= Byron Nicholai =

Byron Nicholai, Uqill’aq or Ukila is a Yup'ik musician from Toksook Bay, Alaska. He is best known for his viral videos singing in the Yup'ik language.

==Overview==
Nicholai grew up in Toksook Bay. In 2014, Nicholai started uploading videos singing in his Indigenous Yup'ik language on a Facebook page called "I Sing, You Dance". One video in particular went viral and amassed over 150,000 views, deeming some media to dub him the "Justin Bieber of Alaska". In 2015, he performed for United States Secretary of State John Kerry in Washington, D.C. at the Arctic Council United States Chairmanship kickoff.

In 2015, he released his first album, "I Am Yup'ik" or Wiinga Yupiugua, in Yup'ik. The album was a best seller in world music for New Zealand and Australia on Amazon Music. He was also the subject of the ESPN 2016 documentary short of the same name. The film made the 2016 Sundance Film Festival line-up.

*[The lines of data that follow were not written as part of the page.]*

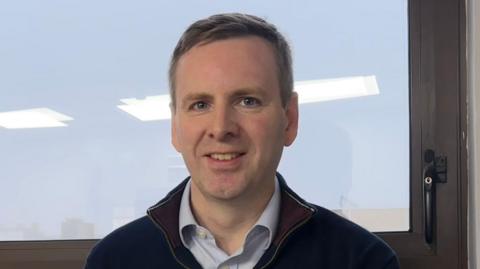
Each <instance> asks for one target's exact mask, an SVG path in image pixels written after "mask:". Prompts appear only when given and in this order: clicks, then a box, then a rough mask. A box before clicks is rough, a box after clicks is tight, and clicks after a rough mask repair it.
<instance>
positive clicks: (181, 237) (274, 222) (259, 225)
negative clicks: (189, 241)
mask: <svg viewBox="0 0 480 269" xmlns="http://www.w3.org/2000/svg"><path fill="white" fill-rule="evenodd" d="M191 181H192V180H191V179H190V180H189V181H188V182H187V185H186V186H185V189H184V191H183V194H182V200H181V202H180V212H179V225H178V227H179V233H180V239H181V240H182V243H183V245H184V246H185V247H188V244H187V243H186V241H185V238H184V234H186V230H188V227H191V226H193V227H196V226H200V225H199V224H198V223H197V221H196V220H195V217H194V216H193V213H192V209H191V207H190V186H191ZM279 215H280V185H279V183H278V178H277V177H275V190H274V192H273V195H272V197H271V198H270V201H269V202H268V204H267V206H266V207H265V210H264V211H263V212H262V215H261V216H260V218H259V219H258V220H257V222H256V223H255V224H254V225H253V227H252V228H251V229H250V231H249V232H248V233H247V235H248V234H249V233H250V232H251V231H252V230H253V229H255V228H256V227H257V226H260V227H264V228H266V229H267V230H268V232H269V235H268V244H267V245H266V247H265V248H268V247H269V246H270V244H271V242H272V240H273V237H274V236H275V233H276V231H277V225H278V217H279ZM184 232H185V233H184Z"/></svg>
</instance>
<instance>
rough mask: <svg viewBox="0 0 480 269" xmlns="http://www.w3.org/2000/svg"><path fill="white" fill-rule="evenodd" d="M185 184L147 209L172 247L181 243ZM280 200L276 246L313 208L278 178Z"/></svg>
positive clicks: (310, 216)
mask: <svg viewBox="0 0 480 269" xmlns="http://www.w3.org/2000/svg"><path fill="white" fill-rule="evenodd" d="M185 185H186V184H183V186H179V187H177V188H176V189H178V190H177V191H175V192H173V193H172V194H170V196H167V197H166V198H165V199H163V201H161V202H160V203H159V204H157V205H156V206H153V207H152V208H150V209H149V210H148V214H149V215H150V217H151V218H152V219H153V220H154V221H155V222H156V223H157V224H158V225H159V226H160V227H161V228H162V229H163V230H164V232H165V234H166V236H167V238H168V240H169V242H170V244H171V245H172V247H173V248H177V247H179V246H181V245H182V241H181V239H180V234H179V227H178V225H179V211H180V202H181V200H182V194H183V190H184V188H185ZM280 190H281V202H280V216H279V219H280V220H279V224H278V227H277V233H276V235H275V237H274V239H273V242H272V244H274V245H275V246H278V245H279V244H280V243H281V241H282V240H283V238H284V237H285V236H287V235H288V233H289V232H290V231H291V230H292V229H293V228H294V227H295V226H296V225H298V224H299V223H301V222H302V221H305V220H307V219H308V218H310V217H311V216H312V215H313V209H311V208H308V207H307V206H306V205H304V204H302V203H301V202H299V201H298V200H297V199H298V198H295V197H296V194H294V193H292V194H291V193H290V191H289V188H288V187H287V186H286V184H285V183H284V182H282V181H281V180H280Z"/></svg>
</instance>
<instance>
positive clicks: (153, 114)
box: [118, 94, 171, 121]
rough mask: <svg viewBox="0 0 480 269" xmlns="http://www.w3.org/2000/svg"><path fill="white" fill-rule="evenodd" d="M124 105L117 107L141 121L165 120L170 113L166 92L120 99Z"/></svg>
mask: <svg viewBox="0 0 480 269" xmlns="http://www.w3.org/2000/svg"><path fill="white" fill-rule="evenodd" d="M120 101H121V102H122V103H124V105H119V106H118V108H120V109H121V110H123V111H125V112H127V113H128V114H130V115H132V116H134V117H135V118H137V119H139V120H141V121H152V120H167V119H170V118H171V115H170V97H169V96H168V94H165V95H155V96H147V97H146V98H145V99H143V100H142V99H136V98H128V99H121V100H120Z"/></svg>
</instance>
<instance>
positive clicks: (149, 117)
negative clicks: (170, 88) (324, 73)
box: [118, 76, 379, 121]
mask: <svg viewBox="0 0 480 269" xmlns="http://www.w3.org/2000/svg"><path fill="white" fill-rule="evenodd" d="M294 88H295V91H296V92H297V93H298V96H299V100H298V101H299V103H300V104H306V103H314V102H325V101H331V100H337V99H345V98H353V97H361V96H369V95H378V94H379V90H378V85H377V80H376V79H375V76H359V77H344V78H335V79H320V80H306V81H298V82H295V86H294ZM120 101H121V102H122V103H124V104H123V105H119V106H118V108H120V109H121V110H123V111H125V112H127V113H128V114H130V115H132V116H134V117H135V118H137V119H139V120H141V121H153V120H168V119H170V118H171V112H170V97H169V95H168V94H164V95H155V96H147V97H146V98H145V99H136V98H127V99H121V100H120Z"/></svg>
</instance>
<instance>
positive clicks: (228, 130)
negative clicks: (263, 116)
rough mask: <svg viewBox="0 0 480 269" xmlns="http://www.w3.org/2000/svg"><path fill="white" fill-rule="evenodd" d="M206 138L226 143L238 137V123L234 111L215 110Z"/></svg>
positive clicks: (225, 110) (225, 108)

Since 2016, his style has ventured more into Yup'ik rap, hip hop, and R&B. He released the EPs "Still Here" in 2019 and "Assirtua (I'm Good)" in 2020. In 2022 he released his 2nd album called Ayagnera.

==Awards==
In 2014, Nicholai won the Alaska Federation of Natives President's Award. In 2015, Nicholai was awarded an Alaskan Spirit of Youth award.